Steel Products

SMU Survey Deep Dive: Tide Shifts Toward Imports

Written by Michael Cowden


SMU has updated the survey data we collect to better detect shifts in buying patterns between domestic and foreign steel.

We know from Commerce Department figures that flat-rolled steel imports have been running at or above one million short tons a month since May – well above a monthly average of approximately 800,000 short tons over the last two years.

We hope that the data series below will allow us to catch such shifts in something closer to real time – in other words, ahead of the government numbers.

SMU tries to look at big questions – such as import buying patterns – from multiple angles. We’ve looked at this one from both service center and manufacturer perspectives. With that in mind, let’s dive into the data.

We know that about 75-80% of service center respondents to our surveys buy foreign steel:

Survey Story Oct 17 2021 Chart 1And we know that roughly a two-thirds of manufacturer respondents do as well:

Survey Story Oct 17 2021 Chart 2

As you can see in the charts above, those figures might vary from week to week. But the general trend hasn’t changed much going back to the first quarter of 2020.

What has changed is the competitiveness of foreign steel prices compared to domestic steel prices. U.S. prices went from being the lowest prices in the world last summer to the highest in the world today.

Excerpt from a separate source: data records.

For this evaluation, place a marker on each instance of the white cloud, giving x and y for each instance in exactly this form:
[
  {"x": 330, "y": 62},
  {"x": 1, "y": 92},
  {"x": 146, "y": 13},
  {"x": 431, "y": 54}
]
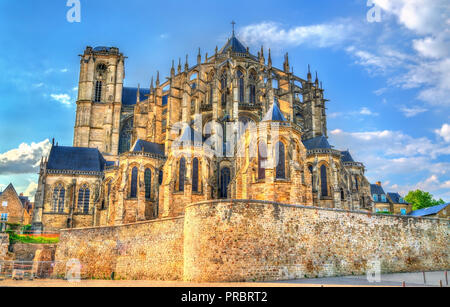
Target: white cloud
[
  {"x": 429, "y": 70},
  {"x": 380, "y": 91},
  {"x": 421, "y": 16},
  {"x": 275, "y": 35},
  {"x": 24, "y": 159},
  {"x": 412, "y": 111},
  {"x": 390, "y": 155},
  {"x": 444, "y": 132},
  {"x": 368, "y": 112},
  {"x": 62, "y": 98}
]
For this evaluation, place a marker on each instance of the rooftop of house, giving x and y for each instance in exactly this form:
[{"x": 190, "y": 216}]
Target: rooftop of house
[
  {"x": 397, "y": 198},
  {"x": 75, "y": 159},
  {"x": 429, "y": 211},
  {"x": 377, "y": 189}
]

The result: Both service center and manufacturer respondents report that imports are far more attractive now than they were in the first half of the year.

I’d read these next two charts as a cage match between green and purple. The green bars are imports being more competitive, and the purple bars are domestic prices being more competitive. Import prices (green) body slammed domestic steel prices (purple) at the outset of Q2, and domestic steel prices haven’t been able to fight their way back since.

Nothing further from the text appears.